Termina uma semana de sufoco para quem ainda tem soja para vender no mercado físico. Com o dólar comportado e o fim da estiagem no meio-oeste americano, a Bolsa de Chicago fechou em baixas sucessivas. Nem do relatório do Usda no início da semana, otimita com relação às exportações dos EUA, foi suficiente para contrapor a baixa ‘‘técnica’’, conforme definição dos operadores de mercado.
Além das especulações habituais do mercado, as informações sobre o clima no meio-este foram muito contraditórias, distorcendo o comportamento natural da Chicago Board of Trade (CBOT). A falta de confirmação de previsões de institutos credenciados - feitas longe do ambiente de Bolsa - permitiu que o mercado colocasse em dúvida a eficácia da metodologia de previsão do tempo.
Como consequência da confusão no mercado internacional, balizado pela Bolsa de Chicago, os preços cederam muito no mercado interno, tendo como referência os preços praticados no Porto de Paranaguá, Ponta Grossa e Cascavel, no Paraná; Rio Verde, em Goiás; Uberlândia em Minas Gerais, e Rio Grande e Passo Fundo, no Rio Grande do Sul. Na quinta-feira, houve queda de 15 pontos nos contratos futuros da CBOT.
Analistas das empresas de consultoria confirmaram as consequências de um ‘‘pregão difuso’’. A FNP Consultoria e Mercado, de São Paulo, disse que os preços no mercado futuro da soja sofreram fortes quedas, em decorrência de chuvas e previsões climáticas, já não tão ‘‘ameaçadoras’’ ao desenvolvimento das lavouras de soja nos EUA.

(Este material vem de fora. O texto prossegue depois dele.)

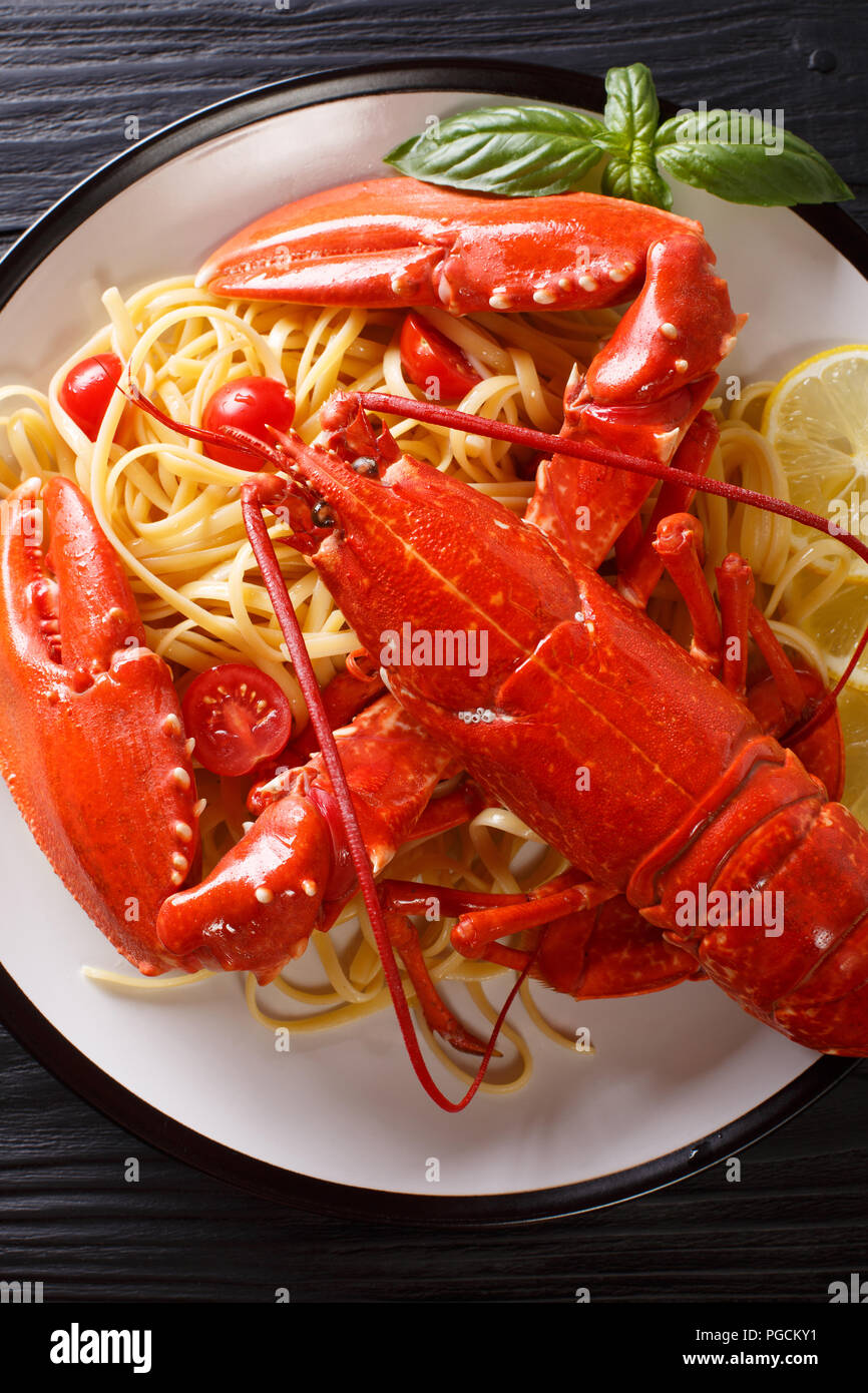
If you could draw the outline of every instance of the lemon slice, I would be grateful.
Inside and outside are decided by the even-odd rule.
[[[818,352],[782,378],[762,415],[762,433],[775,446],[803,508],[868,535],[868,344]],[[814,540],[815,531],[796,525]],[[818,570],[832,560],[818,559]],[[868,585],[868,566],[853,557],[853,582]]]
[[[868,538],[868,344],[830,348],[793,368],[770,393],[761,430],[777,451],[791,501]],[[805,547],[819,538],[798,524],[794,535]],[[836,546],[850,564],[835,588],[832,573],[840,561],[830,550],[823,540],[819,554],[794,577],[787,617],[822,649],[835,683],[868,623],[868,566]],[[829,577],[833,593],[811,607],[818,573]],[[868,826],[868,655],[839,696],[839,712],[847,766],[842,801]]]

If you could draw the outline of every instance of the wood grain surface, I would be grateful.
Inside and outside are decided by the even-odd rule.
[[[868,226],[862,0],[0,0],[0,248],[141,135],[294,74],[450,56],[602,75],[677,103],[783,109]],[[228,196],[228,194],[227,194]],[[868,337],[868,333],[865,334]],[[130,1156],[138,1184],[124,1181]],[[50,1301],[828,1301],[868,1276],[868,1063],[741,1156],[522,1229],[422,1231],[280,1209],[156,1152],[0,1032],[0,1279]]]

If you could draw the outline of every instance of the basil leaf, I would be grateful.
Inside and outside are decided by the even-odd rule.
[[[651,70],[644,63],[609,68],[606,74],[606,130],[620,139],[624,155],[634,143],[651,145],[660,120],[660,104]]]
[[[679,113],[653,148],[667,173],[730,203],[791,208],[853,198],[812,145],[750,111]]]
[[[631,198],[634,203],[651,203],[666,212],[672,208],[672,189],[653,162],[610,159],[603,170],[602,192],[612,198]]]
[[[606,130],[595,137],[610,156],[603,170],[603,194],[672,208],[672,191],[653,155],[660,107],[649,70],[644,63],[609,68],[606,93]]]
[[[483,106],[397,145],[385,156],[428,184],[482,194],[541,196],[578,188],[600,159],[600,121],[553,106]]]

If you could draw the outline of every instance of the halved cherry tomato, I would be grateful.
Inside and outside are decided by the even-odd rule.
[[[96,440],[123,371],[116,352],[98,352],[93,358],[82,358],[64,378],[57,393],[60,405],[88,440]]]
[[[199,763],[213,775],[247,775],[276,755],[293,729],[293,712],[277,683],[245,663],[220,663],[192,680],[184,694],[184,726]]]
[[[464,397],[482,380],[461,350],[421,315],[410,313],[404,320],[401,364],[410,380],[435,401]]]
[[[202,425],[206,430],[235,426],[237,430],[247,430],[248,435],[270,444],[269,426],[288,430],[294,415],[295,398],[281,382],[274,378],[234,378],[209,397],[202,412]],[[208,453],[212,460],[231,464],[234,469],[256,472],[262,468],[262,461],[255,456],[235,450],[231,444],[209,444]]]

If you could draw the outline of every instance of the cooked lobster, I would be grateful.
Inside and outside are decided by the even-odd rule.
[[[843,775],[837,722],[826,716],[798,742],[804,762],[775,738],[809,715],[818,681],[793,669],[762,624],[740,559],[719,575],[718,616],[698,525],[684,513],[715,442],[702,405],[741,323],[712,262],[698,224],[616,199],[499,202],[383,180],[270,215],[216,254],[203,279],[222,294],[456,312],[617,304],[641,286],[567,389],[564,453],[555,447],[541,465],[525,521],[401,456],[358,400],[339,397],[322,417],[329,449],[291,433],[261,447],[279,472],[242,490],[251,536],[259,508],[286,510],[294,545],[375,659],[386,635],[407,628],[486,637],[478,677],[398,653],[392,696],[339,734],[361,814],[355,872],[359,855],[380,869],[407,837],[468,815],[472,793],[425,812],[457,765],[581,868],[520,903],[444,893],[444,912],[461,915],[461,951],[532,968],[574,995],[617,992],[614,968],[588,972],[596,933],[602,960],[620,958],[621,971],[630,944],[637,961],[646,953],[627,989],[704,971],[790,1038],[864,1055],[868,833],[829,801]],[[619,451],[663,475],[673,462],[644,535],[651,469],[624,476]],[[25,485],[17,507],[36,507],[36,492]],[[45,500],[54,579],[24,529],[3,536],[0,755],[13,793],[72,893],[142,971],[210,963],[268,979],[354,889],[334,830],[340,772],[323,747],[305,775],[272,788],[273,801],[261,797],[255,826],[196,887],[192,768],[169,671],[144,645],[86,501],[60,479]],[[262,534],[256,554],[280,616]],[[596,574],[613,545],[621,593]],[[691,653],[642,613],[663,567],[691,613]],[[748,634],[770,673],[750,690]],[[465,719],[474,708],[483,722]],[[369,777],[372,736],[407,741],[400,790]],[[144,851],[114,815],[118,780],[142,790],[153,827]],[[419,970],[405,919],[419,893],[383,892],[387,932],[436,1028],[476,1048]],[[751,911],[757,896],[761,908],[764,894],[783,897],[784,924],[727,914],[715,925],[695,912],[690,922],[691,904],[708,907],[713,894]],[[517,929],[524,949],[497,943]]]

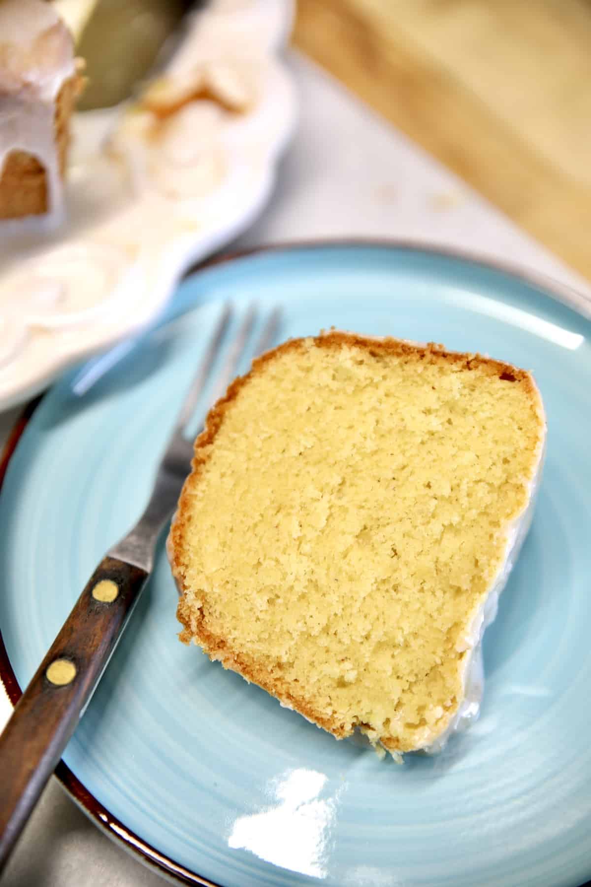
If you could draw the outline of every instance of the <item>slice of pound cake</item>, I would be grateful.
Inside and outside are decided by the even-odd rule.
[[[478,712],[545,434],[530,373],[478,355],[337,332],[265,354],[195,444],[181,640],[338,739],[436,750]]]

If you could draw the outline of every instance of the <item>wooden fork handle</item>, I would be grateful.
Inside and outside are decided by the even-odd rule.
[[[72,736],[148,574],[105,557],[0,735],[0,872]]]

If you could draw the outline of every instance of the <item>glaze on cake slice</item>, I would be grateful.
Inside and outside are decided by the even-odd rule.
[[[181,640],[338,739],[437,748],[478,707],[544,440],[524,370],[341,333],[286,342],[197,439],[168,540]]]
[[[80,67],[51,3],[0,0],[0,220],[59,222]]]

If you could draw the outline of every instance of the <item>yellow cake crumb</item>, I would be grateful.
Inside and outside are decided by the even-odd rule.
[[[331,332],[211,412],[173,522],[181,639],[338,738],[445,732],[544,438],[529,373]]]

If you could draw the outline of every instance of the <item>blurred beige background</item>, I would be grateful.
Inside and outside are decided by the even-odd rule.
[[[588,0],[299,0],[294,43],[591,278]]]

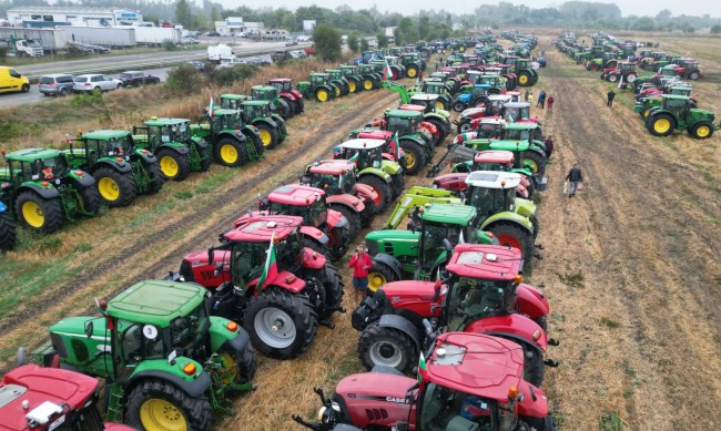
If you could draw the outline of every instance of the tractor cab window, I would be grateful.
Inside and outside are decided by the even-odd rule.
[[[508,413],[512,414],[512,409],[507,410],[506,414]],[[500,428],[500,412],[495,400],[444,388],[434,382],[428,383],[423,392],[417,422],[417,428],[424,431],[514,429]]]
[[[463,331],[470,322],[489,316],[512,312],[509,281],[458,278],[447,299],[446,325],[449,331]]]

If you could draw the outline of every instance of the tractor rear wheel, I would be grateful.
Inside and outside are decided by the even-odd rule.
[[[408,156],[408,154],[406,154],[406,156]],[[373,174],[363,175],[360,178],[358,178],[358,183],[370,186],[378,194],[378,197],[374,204],[376,205],[376,211],[378,213],[383,213],[386,209],[386,206],[388,206],[393,199],[393,191],[390,189],[390,185]]]
[[[271,287],[248,300],[243,327],[263,355],[293,359],[311,347],[317,321],[307,297]]]
[[[406,174],[415,175],[426,165],[426,152],[417,143],[408,140],[400,141],[400,147],[406,153]]]
[[[358,339],[358,358],[368,370],[386,366],[407,374],[418,361],[418,349],[406,333],[373,322]]]
[[[368,271],[368,290],[370,294],[375,294],[376,290],[392,281],[398,281],[398,277],[385,264],[374,264]]]
[[[60,198],[45,199],[32,192],[23,192],[18,196],[16,215],[21,226],[42,234],[58,230],[63,223]]]
[[[187,154],[180,154],[171,148],[160,148],[155,154],[160,164],[160,172],[167,181],[183,181],[191,173]]]
[[[648,117],[646,129],[653,136],[668,136],[676,130],[676,119],[671,114],[661,112]]]
[[[332,204],[328,205],[328,207],[343,214],[343,216],[348,220],[348,235],[352,239],[357,237],[360,233],[360,213],[341,204]]]
[[[93,174],[102,202],[111,208],[130,205],[138,195],[132,172],[101,167]]]
[[[247,162],[245,142],[233,137],[223,137],[215,145],[215,162],[229,167],[238,167]]]
[[[713,135],[713,123],[710,121],[699,121],[691,126],[691,136],[697,140],[708,140]]]
[[[166,380],[146,379],[128,396],[128,424],[148,431],[211,428],[213,410],[207,398],[191,398]]]
[[[0,213],[0,252],[13,249],[17,239],[16,223],[10,213],[3,211]]]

‘‘No mercado interno, a semana foi marcada por grandes oscilações de preços’’, disse ontem o analista Adriano José Timossi. Diante dessas oscilações - disse -, o produtor permaneceu pouco ativo, no aguardo de uma possível alta, que não ocorreu, jogando para frente suas expectativas de bons preços para o grão.
Em Passo Fundo, no Rio Grande do Sul, os preços da soja ontem tiveram uma forte redução de 7,5%, quando comparados, refletindo o ambiente baixista da CBOT, mostraram pouco interesse. No acumulado da semana os preços na região recuaram 8,2%.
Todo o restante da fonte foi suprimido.